Set in 1980s Italy, Alice Rohrwacher’s film is a sinuous, spellbinding tale that draws its magic from her esoteric and folkloric storytelling. Arthur is the portrait of spiritual exile, wandering the Tuscan countryside after the loss of his beloved Beniamina (Yile Yara Vianello), like Orpheus in search of Eurydice. Asleep, he searches for her in his dreams. Awake, he attempts communion by unearthing ancient Etruscan tombs, aided by a band of tombaroli graverobbers who rely on his preternatural ability to locate the dead with a dowsing rod. But where they see profit, Arthur sees beauty. He handles each artifact with reverence, quietly aware that they were never meant to be disturbed. And yet, he allows them to be stolen and sold.
Italy, a country with deep archaeological roots, has long been looted in the name of exploration and profit. In La Chimera, the tombaroli justify their theft as survival, feeding a system in which artifacts are funneled through shady middlemen like an opportunistic art dealer named Spartaco. It’s a familiar cycle in the art world: sacred spaces desecrated, beauty severed from its origins, artifacts traded to foreign collectors and museums. The film doesn’t moralize, but it does ask who owns the past. Or as one character astutely puts it, “Does it belong to everyone? Or does it belong to no one?”
La Chimera unfolds like a half-remembered dream, its narrative shaped by casual conversations, wordless gestures and wandering balladeers.

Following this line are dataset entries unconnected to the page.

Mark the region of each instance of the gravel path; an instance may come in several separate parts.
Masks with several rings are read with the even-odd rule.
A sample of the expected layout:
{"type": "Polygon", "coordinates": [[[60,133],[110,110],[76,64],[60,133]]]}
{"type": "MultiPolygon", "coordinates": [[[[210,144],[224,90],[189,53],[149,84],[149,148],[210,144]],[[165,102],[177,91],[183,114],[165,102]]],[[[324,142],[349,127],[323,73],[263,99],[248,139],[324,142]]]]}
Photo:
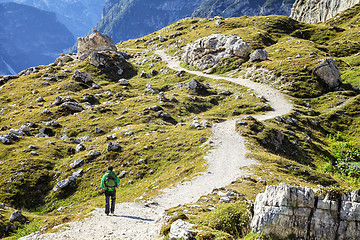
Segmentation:
{"type": "MultiPolygon", "coordinates": [[[[165,54],[156,51],[169,68],[214,79],[223,79],[234,82],[254,90],[264,96],[273,111],[254,116],[259,120],[266,120],[287,114],[292,105],[278,90],[272,87],[255,83],[247,79],[221,77],[204,74],[198,71],[188,71],[180,67],[180,62],[165,54]]],[[[98,239],[128,239],[147,240],[161,239],[158,234],[163,224],[164,211],[179,204],[195,202],[200,196],[210,193],[213,188],[223,187],[245,174],[242,167],[256,164],[246,158],[248,150],[244,139],[235,131],[235,120],[228,120],[215,124],[212,128],[212,144],[215,146],[206,156],[208,170],[196,178],[178,184],[174,188],[164,190],[164,193],[153,199],[156,204],[147,203],[120,203],[116,205],[115,215],[106,216],[104,209],[95,209],[91,216],[82,221],[66,224],[64,229],[49,234],[35,233],[22,240],[98,240],[98,239]]]]}

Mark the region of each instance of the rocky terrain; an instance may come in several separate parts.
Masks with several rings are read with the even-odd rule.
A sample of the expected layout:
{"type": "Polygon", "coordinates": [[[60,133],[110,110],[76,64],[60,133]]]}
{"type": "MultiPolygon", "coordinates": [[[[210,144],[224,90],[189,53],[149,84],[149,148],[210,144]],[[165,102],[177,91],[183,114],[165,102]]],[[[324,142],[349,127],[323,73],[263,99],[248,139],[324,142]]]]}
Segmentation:
{"type": "Polygon", "coordinates": [[[268,186],[256,197],[252,230],[278,239],[358,239],[359,190],[331,197],[311,188],[268,186]]]}
{"type": "MultiPolygon", "coordinates": [[[[95,31],[80,39],[78,54],[1,76],[1,237],[134,239],[160,231],[259,239],[273,234],[271,223],[280,237],[293,236],[297,225],[282,231],[280,220],[298,218],[286,210],[305,197],[314,204],[296,213],[343,214],[326,207],[330,200],[356,216],[359,29],[359,5],[315,25],[286,16],[183,19],[116,47],[95,31]],[[221,173],[233,152],[252,160],[224,163],[231,170],[221,173]],[[121,177],[111,217],[99,191],[109,164],[121,177]],[[212,189],[212,176],[230,179],[212,189]],[[296,188],[268,187],[260,200],[271,190],[282,207],[256,201],[270,212],[253,218],[252,201],[280,183],[296,188]],[[280,198],[287,193],[299,201],[280,198]],[[269,215],[267,225],[255,224],[269,215]],[[81,228],[70,224],[76,220],[81,228]]],[[[322,235],[318,218],[309,218],[307,234],[322,235]]],[[[356,234],[356,217],[333,219],[335,235],[344,224],[356,234]]]]}
{"type": "Polygon", "coordinates": [[[359,0],[296,0],[290,17],[307,23],[325,22],[359,2],[359,0]]]}
{"type": "Polygon", "coordinates": [[[16,75],[28,67],[49,64],[75,41],[51,12],[0,3],[0,17],[0,74],[16,75]]]}

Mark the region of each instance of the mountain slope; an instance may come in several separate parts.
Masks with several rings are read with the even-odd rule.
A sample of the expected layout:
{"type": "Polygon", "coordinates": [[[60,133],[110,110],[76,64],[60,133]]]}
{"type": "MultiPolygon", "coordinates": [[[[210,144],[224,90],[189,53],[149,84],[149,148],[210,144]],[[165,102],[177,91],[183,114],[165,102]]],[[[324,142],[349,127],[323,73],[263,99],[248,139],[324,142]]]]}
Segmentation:
{"type": "Polygon", "coordinates": [[[294,0],[205,0],[195,11],[193,17],[239,17],[263,15],[290,15],[294,0]]]}
{"type": "MultiPolygon", "coordinates": [[[[112,66],[111,61],[94,65],[100,60],[119,60],[116,53],[102,53],[83,62],[41,66],[29,75],[0,77],[0,135],[28,130],[0,143],[0,201],[33,217],[27,230],[55,231],[54,226],[103,207],[99,182],[109,164],[122,174],[119,202],[156,199],[161,189],[192,179],[206,170],[203,157],[212,149],[212,124],[274,113],[268,104],[276,99],[272,94],[261,96],[214,75],[270,84],[289,95],[294,108],[263,122],[251,117],[237,121],[236,129],[247,140],[249,156],[261,165],[247,168],[250,176],[202,196],[195,204],[169,209],[170,223],[187,219],[203,230],[204,239],[231,238],[226,229],[212,227],[228,216],[228,211],[221,211],[223,215],[216,219],[204,219],[208,213],[219,213],[214,210],[219,204],[229,206],[221,203],[229,196],[226,191],[243,196],[229,199],[241,202],[244,198],[254,200],[267,185],[280,182],[328,186],[335,192],[337,187],[359,188],[360,95],[349,84],[360,86],[359,7],[316,25],[286,16],[180,20],[140,39],[117,44],[119,51],[127,52],[131,64],[121,76],[118,68],[115,76],[105,71],[105,65],[112,66]],[[174,71],[164,63],[171,58],[155,53],[167,51],[179,59],[188,43],[213,33],[241,37],[253,50],[266,50],[268,59],[249,62],[230,56],[207,69],[207,74],[197,76],[191,71],[174,71]],[[342,76],[343,84],[336,88],[328,87],[314,73],[329,55],[342,76]],[[86,71],[96,84],[88,84],[88,78],[79,82],[79,71],[86,71]],[[205,92],[187,87],[196,83],[194,79],[205,92]],[[67,109],[68,103],[78,106],[77,112],[67,109]],[[120,148],[112,151],[114,146],[120,148]]],[[[195,69],[184,63],[182,67],[195,69]]],[[[128,215],[119,218],[115,221],[134,220],[128,215]]],[[[119,233],[118,226],[112,226],[115,231],[106,232],[110,239],[119,233]]],[[[169,225],[164,226],[163,233],[169,229],[169,225]]]]}
{"type": "Polygon", "coordinates": [[[54,13],[17,3],[2,3],[0,18],[1,74],[49,64],[74,43],[74,36],[54,13]]]}

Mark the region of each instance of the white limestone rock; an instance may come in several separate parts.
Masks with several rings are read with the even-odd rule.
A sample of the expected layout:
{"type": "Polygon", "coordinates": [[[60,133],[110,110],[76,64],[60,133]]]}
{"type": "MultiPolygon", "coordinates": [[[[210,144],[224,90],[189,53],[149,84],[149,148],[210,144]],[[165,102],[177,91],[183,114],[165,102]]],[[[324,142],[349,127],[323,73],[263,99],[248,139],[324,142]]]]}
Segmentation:
{"type": "Polygon", "coordinates": [[[250,51],[251,46],[240,37],[212,34],[186,45],[181,60],[199,69],[206,69],[226,57],[238,56],[247,59],[250,51]]]}

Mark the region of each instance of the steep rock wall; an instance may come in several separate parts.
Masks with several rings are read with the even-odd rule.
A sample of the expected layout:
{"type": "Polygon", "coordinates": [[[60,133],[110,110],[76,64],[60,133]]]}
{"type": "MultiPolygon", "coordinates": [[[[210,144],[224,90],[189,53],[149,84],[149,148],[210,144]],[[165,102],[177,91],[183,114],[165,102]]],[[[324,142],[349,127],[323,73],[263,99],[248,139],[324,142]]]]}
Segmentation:
{"type": "Polygon", "coordinates": [[[360,239],[360,191],[331,200],[307,187],[267,186],[251,227],[276,239],[360,239]]]}
{"type": "Polygon", "coordinates": [[[324,22],[360,0],[296,0],[290,17],[307,23],[324,22]]]}

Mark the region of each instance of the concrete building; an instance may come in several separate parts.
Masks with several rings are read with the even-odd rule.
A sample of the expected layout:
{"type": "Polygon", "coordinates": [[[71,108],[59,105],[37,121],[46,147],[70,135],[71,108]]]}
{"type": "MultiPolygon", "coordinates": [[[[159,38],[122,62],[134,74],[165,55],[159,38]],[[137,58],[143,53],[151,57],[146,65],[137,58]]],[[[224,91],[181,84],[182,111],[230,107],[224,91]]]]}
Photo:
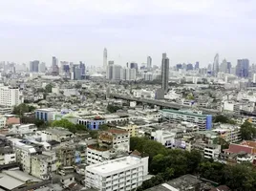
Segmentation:
{"type": "Polygon", "coordinates": [[[16,162],[16,154],[10,146],[0,147],[0,165],[16,162]]]}
{"type": "Polygon", "coordinates": [[[106,147],[98,147],[96,145],[88,145],[86,149],[86,163],[96,164],[109,160],[110,159],[110,149],[106,147]]]}
{"type": "Polygon", "coordinates": [[[54,128],[42,131],[41,136],[43,141],[55,140],[58,142],[65,142],[71,140],[74,134],[65,129],[54,128]]]}
{"type": "Polygon", "coordinates": [[[130,134],[130,138],[139,136],[139,126],[135,124],[128,124],[127,126],[117,126],[117,128],[127,131],[130,134]]]}
{"type": "Polygon", "coordinates": [[[151,133],[151,137],[154,138],[154,140],[161,143],[167,148],[171,148],[173,146],[173,143],[175,141],[175,133],[171,133],[169,131],[164,130],[157,130],[151,133]]]}
{"type": "Polygon", "coordinates": [[[104,51],[103,51],[103,69],[105,69],[105,70],[107,68],[107,62],[108,62],[108,51],[106,48],[104,48],[104,51]]]}
{"type": "Polygon", "coordinates": [[[23,103],[23,94],[18,87],[0,85],[0,105],[15,106],[23,103]]]}
{"type": "Polygon", "coordinates": [[[25,145],[16,142],[14,145],[16,153],[16,161],[21,164],[21,168],[24,172],[32,172],[32,157],[36,155],[36,150],[31,145],[25,145]]]}
{"type": "Polygon", "coordinates": [[[86,167],[85,186],[99,191],[133,190],[148,174],[148,157],[128,156],[86,167]]]}
{"type": "Polygon", "coordinates": [[[196,114],[190,111],[160,110],[160,117],[169,122],[191,122],[199,126],[200,130],[210,130],[212,127],[212,116],[196,114]]]}
{"type": "Polygon", "coordinates": [[[56,153],[57,166],[72,166],[75,164],[75,148],[74,145],[60,145],[53,150],[56,153]]]}
{"type": "Polygon", "coordinates": [[[33,60],[30,63],[30,72],[38,73],[39,72],[39,61],[33,60]]]}
{"type": "Polygon", "coordinates": [[[113,65],[113,80],[120,80],[121,79],[121,66],[120,65],[113,65]]]}
{"type": "Polygon", "coordinates": [[[236,75],[239,77],[248,77],[249,75],[249,60],[248,59],[237,60],[236,75]]]}
{"type": "Polygon", "coordinates": [[[217,159],[221,152],[221,145],[206,144],[203,149],[203,157],[205,159],[217,159]]]}
{"type": "Polygon", "coordinates": [[[14,134],[24,135],[35,133],[37,127],[34,124],[12,124],[9,131],[14,134]]]}
{"type": "Polygon", "coordinates": [[[100,146],[114,148],[116,151],[130,151],[130,134],[124,130],[110,129],[100,132],[97,140],[100,146]]]}
{"type": "Polygon", "coordinates": [[[242,140],[241,127],[238,125],[220,124],[219,127],[212,131],[218,133],[221,138],[229,143],[239,142],[242,140]]]}
{"type": "Polygon", "coordinates": [[[40,73],[45,73],[46,72],[46,65],[45,62],[41,62],[39,66],[39,72],[40,73]]]}
{"type": "Polygon", "coordinates": [[[166,53],[162,53],[161,59],[161,89],[164,93],[168,92],[169,82],[169,58],[166,53]]]}
{"type": "Polygon", "coordinates": [[[150,56],[147,56],[147,70],[152,69],[152,58],[150,56]]]}
{"type": "Polygon", "coordinates": [[[219,73],[219,53],[216,53],[214,56],[213,66],[212,66],[212,74],[213,76],[217,76],[219,73]]]}
{"type": "Polygon", "coordinates": [[[53,108],[36,109],[35,118],[44,121],[52,121],[54,120],[54,114],[56,114],[56,112],[57,111],[53,108]]]}
{"type": "Polygon", "coordinates": [[[46,155],[32,156],[32,175],[49,180],[52,177],[52,158],[46,155]]]}

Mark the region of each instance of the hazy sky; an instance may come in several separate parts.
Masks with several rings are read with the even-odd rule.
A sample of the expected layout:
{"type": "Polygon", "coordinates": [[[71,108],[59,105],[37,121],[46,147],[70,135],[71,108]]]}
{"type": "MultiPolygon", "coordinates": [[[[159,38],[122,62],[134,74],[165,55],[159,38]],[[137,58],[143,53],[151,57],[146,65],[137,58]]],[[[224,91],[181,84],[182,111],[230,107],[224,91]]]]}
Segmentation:
{"type": "Polygon", "coordinates": [[[0,0],[0,60],[256,62],[255,0],[0,0]]]}

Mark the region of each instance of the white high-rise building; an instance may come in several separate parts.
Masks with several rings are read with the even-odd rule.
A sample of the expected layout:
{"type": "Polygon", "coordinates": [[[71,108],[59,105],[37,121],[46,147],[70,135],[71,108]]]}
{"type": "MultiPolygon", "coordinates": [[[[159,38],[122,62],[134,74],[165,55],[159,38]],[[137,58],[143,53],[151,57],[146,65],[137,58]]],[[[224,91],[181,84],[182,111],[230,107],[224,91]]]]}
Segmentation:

Rohrwacher, working with cinematographer Hélène Louvart, shoots on 16mm and 35mm film, creating a textured, sensuous experience filled with fleeting nods to Fellini’s surrealism and Pasolini’s poetic lyricism. Yet Rohrwacher’s vision is entirely her own, rooted in the soil of Italian antiquity, while also remaining open to the hazy and mysterious influence of the spiritual realm.
Rather than follow a conventional plot, the film drifts — much like Arthur — through fragments of emotion, place and time. Its richness lies in its layering and the complex, often contradictory themes it explores. La Chimera meditates on love and loss, the sacred and the profane, the past and the present. But at its heart is a quiet critique of how capitalism reshapes our relationship to history, or what Rohrwacher calls “touristic exploitation of the past.” Sacred relics become mere commodities, stripped of meaning and context, bought and sold like any other object. And it’s a concern she knows intimately as a native Italian.
Capitalism has changed the way we relate to the world. It reduces everything to a commodity, and in La Chimera, that instinct is in overdrive. The tombaroli are exploited even as they exploit, pawns in a system where the upper class deals in millions, and they scrape by with crumpled lira notes. They labor in the shadows of shipping cranes and construction sites, unaware that they are both perpetrators and victims. They’re not just stealing history in this case; they’re being robbed of it too.
Arthur, by contrast, sees differently. Grief has turned him into an outsider, and that distance brings clarity. When he uncovers the statue of a goddess, he doesn’t sell her. He throws her head into the water, whispering that she was “never meant for human eyes.” As the others squabble over money, Arthur steps away, quietly insisting on another value system. One in which beauty, memory and the sacred are not for sale.